Miller, 156 Wn.2d at 31 (emphasis added) (footnote omitted).
¶33 Applying the Miller analysis in this context, whether the jury will learn of Howe’s California convictions for lewd conduct with a child is a legal issue of evidentiary admissibility, not evidentiary sufficiency. 156 Wn.2d at 31. As such, the remedy for erroneously admitting such evidence is not dismissal with prejudice but a remand for a retrial. This remedy is particularly appropriate in this case because Howe did not challenge the comparability of the California convictions. The trial court made the comparability ruling sua sponte, deciding that the elements were the same and thus truncating any opportunity for the State to present the factual basis underlying Howe’s lewd conduct with a child conviction for the trial court’s, or this court’s, consideration.

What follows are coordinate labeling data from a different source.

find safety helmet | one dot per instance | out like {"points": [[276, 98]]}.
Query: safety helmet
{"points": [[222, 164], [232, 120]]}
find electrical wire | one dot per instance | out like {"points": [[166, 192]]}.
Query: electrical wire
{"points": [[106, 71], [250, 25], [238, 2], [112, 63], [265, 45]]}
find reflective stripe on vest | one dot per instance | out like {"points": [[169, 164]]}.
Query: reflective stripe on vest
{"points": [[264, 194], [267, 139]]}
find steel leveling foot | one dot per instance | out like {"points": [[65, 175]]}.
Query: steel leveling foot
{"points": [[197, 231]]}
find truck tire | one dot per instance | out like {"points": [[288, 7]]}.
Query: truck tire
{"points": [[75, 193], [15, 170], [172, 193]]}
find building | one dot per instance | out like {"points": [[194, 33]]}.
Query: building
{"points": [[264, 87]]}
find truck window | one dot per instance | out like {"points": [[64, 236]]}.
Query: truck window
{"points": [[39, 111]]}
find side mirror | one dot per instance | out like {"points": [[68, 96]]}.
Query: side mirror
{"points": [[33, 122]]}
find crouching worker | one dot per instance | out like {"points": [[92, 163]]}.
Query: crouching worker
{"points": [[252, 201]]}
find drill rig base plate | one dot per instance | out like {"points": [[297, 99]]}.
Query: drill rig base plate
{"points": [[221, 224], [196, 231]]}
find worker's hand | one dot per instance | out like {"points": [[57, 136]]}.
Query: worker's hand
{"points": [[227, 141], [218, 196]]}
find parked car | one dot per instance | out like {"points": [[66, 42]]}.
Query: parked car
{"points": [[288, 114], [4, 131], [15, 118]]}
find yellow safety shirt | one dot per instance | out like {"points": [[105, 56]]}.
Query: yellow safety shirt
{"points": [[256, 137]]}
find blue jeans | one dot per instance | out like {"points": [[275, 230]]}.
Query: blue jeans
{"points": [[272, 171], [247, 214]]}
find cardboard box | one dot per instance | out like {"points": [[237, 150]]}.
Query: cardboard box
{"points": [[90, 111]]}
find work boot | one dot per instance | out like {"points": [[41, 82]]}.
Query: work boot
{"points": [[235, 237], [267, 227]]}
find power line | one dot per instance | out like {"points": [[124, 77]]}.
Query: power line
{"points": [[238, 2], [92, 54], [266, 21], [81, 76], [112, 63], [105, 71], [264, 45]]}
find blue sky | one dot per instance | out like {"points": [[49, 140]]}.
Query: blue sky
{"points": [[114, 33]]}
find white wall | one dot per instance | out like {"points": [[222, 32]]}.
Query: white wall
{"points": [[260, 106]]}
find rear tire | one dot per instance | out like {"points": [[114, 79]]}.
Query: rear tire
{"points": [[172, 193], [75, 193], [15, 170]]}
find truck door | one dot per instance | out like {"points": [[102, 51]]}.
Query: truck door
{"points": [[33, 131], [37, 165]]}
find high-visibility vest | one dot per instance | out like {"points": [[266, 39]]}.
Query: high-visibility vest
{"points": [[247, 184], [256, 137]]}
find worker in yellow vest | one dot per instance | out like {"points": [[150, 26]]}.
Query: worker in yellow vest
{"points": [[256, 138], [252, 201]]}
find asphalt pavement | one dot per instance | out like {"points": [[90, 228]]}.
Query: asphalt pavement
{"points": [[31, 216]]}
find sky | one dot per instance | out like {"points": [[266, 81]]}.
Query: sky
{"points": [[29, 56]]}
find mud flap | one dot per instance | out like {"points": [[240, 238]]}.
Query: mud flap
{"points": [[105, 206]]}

¶34 This situation is similar to that presented in State v. Mendoza, 165 Wn.2d 913, 205 P.3d 113 (2009), in which our Supreme Court distinguished the proper remedy for situations in which the State had the opportunity to present its evidence but failed to do so, from situations in which the State never had the opportunity. For cases in the former category, the proper remedy is to bar the State from a second chance to prove its case. Mendoza, 165 Wn.2d 913. This remedy is consistent with double jeopardy doctrine, which prevents the State from retrying a defendant after it presents insufficient evidence at trial to convict him, despite the opportunity to do so. State v. Wright, 165 Wn.2d 783, 795, 203 P.3d 1027 (2009) (double jeopardy does not prevent State from retrying defendant under correct statute, after prosecution under wrong statute, as long as sufficient evidence at first trial supports conviction under correct statute (quoting Parker v. Lockhart, 797 F. Supp. 718, 725 (E.D. Ark. 1992))). For cases in the latter category, the State never had the opportunity to present its evidence and, *355thus, double jeopardy does not bar an evidentiary hearing on the issue and retrial should allow the State to present its evidence for the first time. Mendoza, 165 Wn.2d at 930 (where “there is no objection at sentencing and the State consequently has not had an opportunity to put on its evidence, it is appropriate to allow additional evidence at [re] sentencing”); Wright, 165 Wn.2d at 795 (unless double jeopardy bars retrial, appellate courts apply remedy of remanding for retrial (quotingParker, 797 F. Supp. at 725)). Here, the trial court erroneously applied a simple statutory analysis and held that Howe’s convictions were legally comparable, thus precluding the State from presenting evidence of factual comparability. The proper remedy, therefore, is to remand to provide the State with a full opportunity to prove that Howe’s California conviction is factually comparable to a Washington sex offense. I acknowledge State v. Werneth, 147 Wn. App. 549, 555, 197 P.3d 1195 (2008) in which Division Three reversed and remanded for dismissal with prejudice following a similar error. But I note that the court did not analyze double jeopardy principles before stating its result.
¶35 Because I believe the trial court made an error of law concerning the admissibility of evidence, I would remand. If, on remand, a review of the factual basis for Howe’s California conviction does not reveal it to be comparable to a Washington sex offense, then the proper remedy would be dismissal of the charge. See, e.g., Miller, 156 Wn.2d at 31.
See State v. Albright, 144 Wn. App. 566, 569-70, 183 P.3d 1094 (correcting legislative numbering error to provide that failure to register as a sex offender is a sex offense), review denied, 164 Wn.2d 1028 (2008).